The medical scanner 1202 can scan a patient. The scanner 1202 contains controllers, pulse generators and a radio frequency system. It also includes coils for CT, MR, or other scanning modalities. The medical scanner can generate a 2-D or 3-D scan of the patient.

The image processor 1204 can be described as a general processor, digital signal processor, graphics processor unit, application specific integrated device, field programmable array, digital circuit or analog circuit. It also includes other devices for image reconstruction and denoising that are now or later developed. The image processor 1204 can be used as a single device or as a part of a group of devices. Parallel or sequential division of processing can be used for implementations that use more than one device. The processor 1204 could have different functions. For example, one device may do denoising and another performs reconstruction. The image processor 1204 in an embodiment is a control processor, or another processor of the medical scanner 1202. The stored instructions that allow the image processor 1204 to perform various acts are what make it work. The configuration of the image processor 1204 can be done by software, hardware, or firmware.
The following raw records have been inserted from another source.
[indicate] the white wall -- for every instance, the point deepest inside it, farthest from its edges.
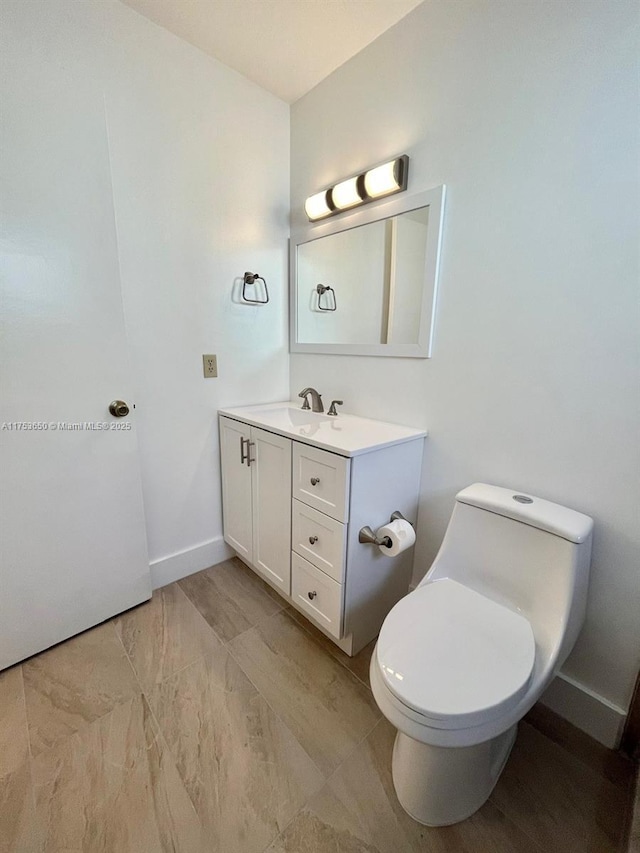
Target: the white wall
(528, 113)
(200, 160)
(196, 169)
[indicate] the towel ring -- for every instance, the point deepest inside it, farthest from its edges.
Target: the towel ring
(321, 290)
(251, 278)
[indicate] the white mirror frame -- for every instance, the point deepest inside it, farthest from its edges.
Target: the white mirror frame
(434, 200)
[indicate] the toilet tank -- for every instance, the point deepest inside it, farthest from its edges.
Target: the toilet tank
(526, 553)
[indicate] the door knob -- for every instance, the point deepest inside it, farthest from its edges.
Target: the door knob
(119, 409)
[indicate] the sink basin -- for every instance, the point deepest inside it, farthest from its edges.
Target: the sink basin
(345, 434)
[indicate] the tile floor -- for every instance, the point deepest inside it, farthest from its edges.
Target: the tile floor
(216, 719)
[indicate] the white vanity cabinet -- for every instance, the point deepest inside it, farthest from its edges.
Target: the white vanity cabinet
(256, 498)
(298, 487)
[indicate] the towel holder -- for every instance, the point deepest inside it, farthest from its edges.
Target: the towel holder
(251, 278)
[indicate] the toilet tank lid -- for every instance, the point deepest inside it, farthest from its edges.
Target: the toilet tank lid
(536, 512)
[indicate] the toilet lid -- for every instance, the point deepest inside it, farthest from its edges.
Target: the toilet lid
(455, 656)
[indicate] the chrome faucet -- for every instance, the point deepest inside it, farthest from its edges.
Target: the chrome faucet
(316, 400)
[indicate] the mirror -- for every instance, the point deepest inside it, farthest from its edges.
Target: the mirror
(366, 284)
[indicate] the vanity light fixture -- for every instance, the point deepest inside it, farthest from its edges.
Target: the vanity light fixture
(373, 184)
(348, 193)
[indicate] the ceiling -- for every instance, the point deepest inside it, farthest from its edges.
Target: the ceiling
(285, 46)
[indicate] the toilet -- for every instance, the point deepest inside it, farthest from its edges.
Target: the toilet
(461, 659)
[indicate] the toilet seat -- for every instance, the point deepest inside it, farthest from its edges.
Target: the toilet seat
(454, 656)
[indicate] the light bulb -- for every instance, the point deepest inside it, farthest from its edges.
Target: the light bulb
(382, 180)
(316, 206)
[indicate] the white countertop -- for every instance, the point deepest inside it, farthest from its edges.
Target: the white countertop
(345, 434)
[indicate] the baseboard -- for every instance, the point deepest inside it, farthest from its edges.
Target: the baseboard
(176, 566)
(588, 711)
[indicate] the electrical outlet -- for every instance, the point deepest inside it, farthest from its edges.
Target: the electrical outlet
(210, 366)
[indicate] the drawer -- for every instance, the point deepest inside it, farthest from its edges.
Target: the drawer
(320, 539)
(321, 480)
(316, 594)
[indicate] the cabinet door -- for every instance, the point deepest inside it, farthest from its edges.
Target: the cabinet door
(236, 487)
(271, 476)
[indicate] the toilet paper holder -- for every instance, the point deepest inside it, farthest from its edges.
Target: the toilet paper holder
(366, 534)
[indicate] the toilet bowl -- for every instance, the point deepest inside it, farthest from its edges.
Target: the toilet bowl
(463, 657)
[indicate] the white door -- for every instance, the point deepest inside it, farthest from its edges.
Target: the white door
(72, 542)
(236, 486)
(271, 481)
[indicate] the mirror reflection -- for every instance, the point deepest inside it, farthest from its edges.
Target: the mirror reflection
(364, 285)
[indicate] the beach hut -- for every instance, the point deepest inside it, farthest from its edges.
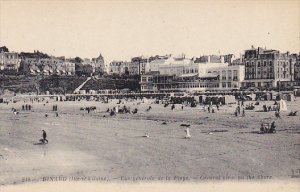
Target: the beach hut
(282, 105)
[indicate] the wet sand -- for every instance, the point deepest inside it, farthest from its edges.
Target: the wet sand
(85, 144)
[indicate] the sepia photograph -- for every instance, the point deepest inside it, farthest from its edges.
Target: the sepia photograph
(157, 95)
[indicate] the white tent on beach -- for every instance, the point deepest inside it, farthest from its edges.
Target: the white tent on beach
(282, 105)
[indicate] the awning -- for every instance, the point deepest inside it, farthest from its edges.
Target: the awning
(189, 75)
(209, 75)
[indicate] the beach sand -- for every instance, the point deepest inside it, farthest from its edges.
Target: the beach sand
(81, 144)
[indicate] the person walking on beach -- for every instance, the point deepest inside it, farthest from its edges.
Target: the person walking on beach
(44, 136)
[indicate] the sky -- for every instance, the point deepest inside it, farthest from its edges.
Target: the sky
(120, 30)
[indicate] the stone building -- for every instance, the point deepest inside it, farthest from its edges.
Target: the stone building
(9, 61)
(266, 68)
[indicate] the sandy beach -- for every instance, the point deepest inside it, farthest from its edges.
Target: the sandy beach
(86, 145)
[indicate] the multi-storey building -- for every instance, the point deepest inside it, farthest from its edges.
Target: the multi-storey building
(170, 65)
(98, 64)
(9, 61)
(212, 77)
(153, 81)
(47, 66)
(266, 68)
(140, 64)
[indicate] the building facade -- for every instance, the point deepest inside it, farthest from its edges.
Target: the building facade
(98, 64)
(9, 61)
(47, 66)
(266, 68)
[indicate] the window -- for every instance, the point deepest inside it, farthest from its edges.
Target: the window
(223, 75)
(224, 84)
(235, 75)
(229, 74)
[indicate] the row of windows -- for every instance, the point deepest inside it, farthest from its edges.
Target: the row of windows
(265, 63)
(190, 71)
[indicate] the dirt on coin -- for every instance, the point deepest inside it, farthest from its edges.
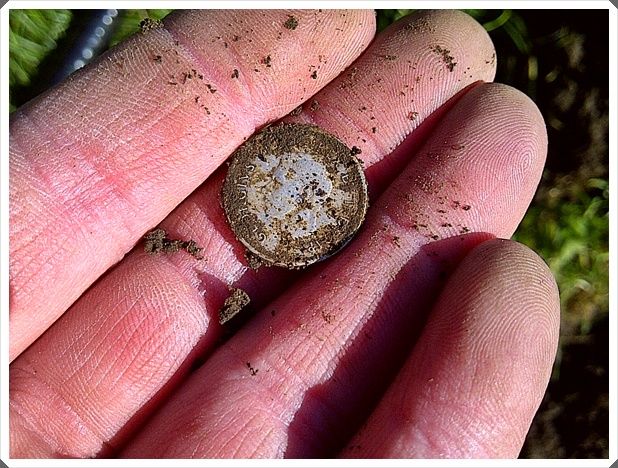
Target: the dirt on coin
(294, 194)
(237, 301)
(156, 241)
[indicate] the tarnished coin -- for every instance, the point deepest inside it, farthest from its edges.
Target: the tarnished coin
(294, 195)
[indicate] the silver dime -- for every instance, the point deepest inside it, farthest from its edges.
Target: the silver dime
(294, 194)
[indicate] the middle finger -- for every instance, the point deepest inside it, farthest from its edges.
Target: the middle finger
(171, 293)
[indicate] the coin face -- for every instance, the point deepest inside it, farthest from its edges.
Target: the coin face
(294, 195)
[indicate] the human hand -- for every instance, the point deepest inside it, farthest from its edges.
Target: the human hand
(438, 335)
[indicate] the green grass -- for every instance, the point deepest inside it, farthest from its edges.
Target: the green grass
(567, 223)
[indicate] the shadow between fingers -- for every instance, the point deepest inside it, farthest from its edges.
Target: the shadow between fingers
(333, 411)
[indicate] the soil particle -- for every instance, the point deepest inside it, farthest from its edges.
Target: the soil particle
(156, 242)
(253, 261)
(291, 23)
(148, 24)
(447, 58)
(296, 111)
(236, 301)
(294, 195)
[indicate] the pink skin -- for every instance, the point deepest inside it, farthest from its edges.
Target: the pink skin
(110, 152)
(427, 413)
(131, 339)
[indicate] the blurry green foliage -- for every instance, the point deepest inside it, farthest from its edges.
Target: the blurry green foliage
(32, 35)
(568, 225)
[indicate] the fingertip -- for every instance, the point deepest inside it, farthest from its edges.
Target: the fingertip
(479, 371)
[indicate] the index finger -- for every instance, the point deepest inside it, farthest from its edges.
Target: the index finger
(110, 152)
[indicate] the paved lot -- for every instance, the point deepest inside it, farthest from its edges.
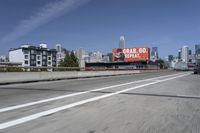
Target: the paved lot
(151, 102)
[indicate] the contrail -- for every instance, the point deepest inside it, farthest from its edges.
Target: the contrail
(44, 15)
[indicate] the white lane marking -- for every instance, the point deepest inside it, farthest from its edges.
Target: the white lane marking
(76, 94)
(55, 110)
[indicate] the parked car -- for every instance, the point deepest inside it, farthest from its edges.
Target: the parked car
(197, 69)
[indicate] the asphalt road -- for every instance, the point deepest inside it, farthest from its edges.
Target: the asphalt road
(163, 102)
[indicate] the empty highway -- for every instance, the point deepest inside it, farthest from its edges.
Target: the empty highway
(161, 102)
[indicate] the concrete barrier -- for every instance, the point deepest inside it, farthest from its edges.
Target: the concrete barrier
(15, 77)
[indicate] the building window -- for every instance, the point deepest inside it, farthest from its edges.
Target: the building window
(32, 57)
(38, 52)
(25, 56)
(26, 52)
(44, 63)
(38, 57)
(33, 62)
(49, 53)
(44, 57)
(54, 58)
(54, 63)
(26, 62)
(49, 58)
(38, 62)
(44, 52)
(32, 51)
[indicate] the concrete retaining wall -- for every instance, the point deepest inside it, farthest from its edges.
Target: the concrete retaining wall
(12, 77)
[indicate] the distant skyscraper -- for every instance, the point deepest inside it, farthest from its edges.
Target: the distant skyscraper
(80, 53)
(170, 58)
(197, 53)
(122, 42)
(179, 54)
(58, 48)
(185, 54)
(154, 53)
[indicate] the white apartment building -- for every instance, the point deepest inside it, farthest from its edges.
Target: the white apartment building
(34, 56)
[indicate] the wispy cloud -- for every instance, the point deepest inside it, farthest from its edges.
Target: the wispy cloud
(42, 16)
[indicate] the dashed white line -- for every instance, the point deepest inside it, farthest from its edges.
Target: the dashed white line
(55, 110)
(76, 94)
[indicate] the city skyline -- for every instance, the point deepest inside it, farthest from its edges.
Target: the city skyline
(97, 25)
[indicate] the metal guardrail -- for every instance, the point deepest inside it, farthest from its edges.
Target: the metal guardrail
(56, 69)
(37, 69)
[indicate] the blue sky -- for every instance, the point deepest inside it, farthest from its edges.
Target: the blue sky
(97, 24)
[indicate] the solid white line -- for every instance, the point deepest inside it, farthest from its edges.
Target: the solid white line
(76, 94)
(55, 110)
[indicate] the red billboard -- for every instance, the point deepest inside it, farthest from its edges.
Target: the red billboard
(130, 54)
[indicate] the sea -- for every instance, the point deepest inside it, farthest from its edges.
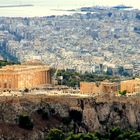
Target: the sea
(39, 8)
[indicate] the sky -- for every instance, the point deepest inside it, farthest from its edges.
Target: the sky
(76, 3)
(44, 7)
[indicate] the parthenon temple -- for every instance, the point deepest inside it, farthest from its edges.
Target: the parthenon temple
(27, 75)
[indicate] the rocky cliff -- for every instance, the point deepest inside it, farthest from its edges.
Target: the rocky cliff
(99, 114)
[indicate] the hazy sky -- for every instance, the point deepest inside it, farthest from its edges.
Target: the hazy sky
(44, 7)
(76, 3)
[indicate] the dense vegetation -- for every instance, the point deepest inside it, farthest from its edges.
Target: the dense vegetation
(112, 134)
(73, 79)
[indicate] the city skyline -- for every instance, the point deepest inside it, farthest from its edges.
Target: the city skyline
(46, 7)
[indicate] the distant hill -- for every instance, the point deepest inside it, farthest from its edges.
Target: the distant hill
(121, 7)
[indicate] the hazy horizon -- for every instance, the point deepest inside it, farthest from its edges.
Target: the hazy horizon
(44, 7)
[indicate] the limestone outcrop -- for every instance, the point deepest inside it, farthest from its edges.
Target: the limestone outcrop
(99, 114)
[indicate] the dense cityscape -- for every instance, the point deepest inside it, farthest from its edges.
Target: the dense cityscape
(71, 77)
(102, 40)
“The image processor 1204 can denoise an image of a patient using a machine-learnt system that uses multiscale sparse representations. Multiscale sparse representations of the image are created using parameters that were trained on layers of sparse autoencoders with image data at different resolutions. In a feed forward network, the layers of sparse-denoising autoencoders had to be unfolded and then trained separately. The sparse denoising 3D scanners have three-dimensional decomposition filters. You may also have trained the image processor 1204 with deeper learning such as using the scan’s receive noise level or any other metadata to the scan as input for training.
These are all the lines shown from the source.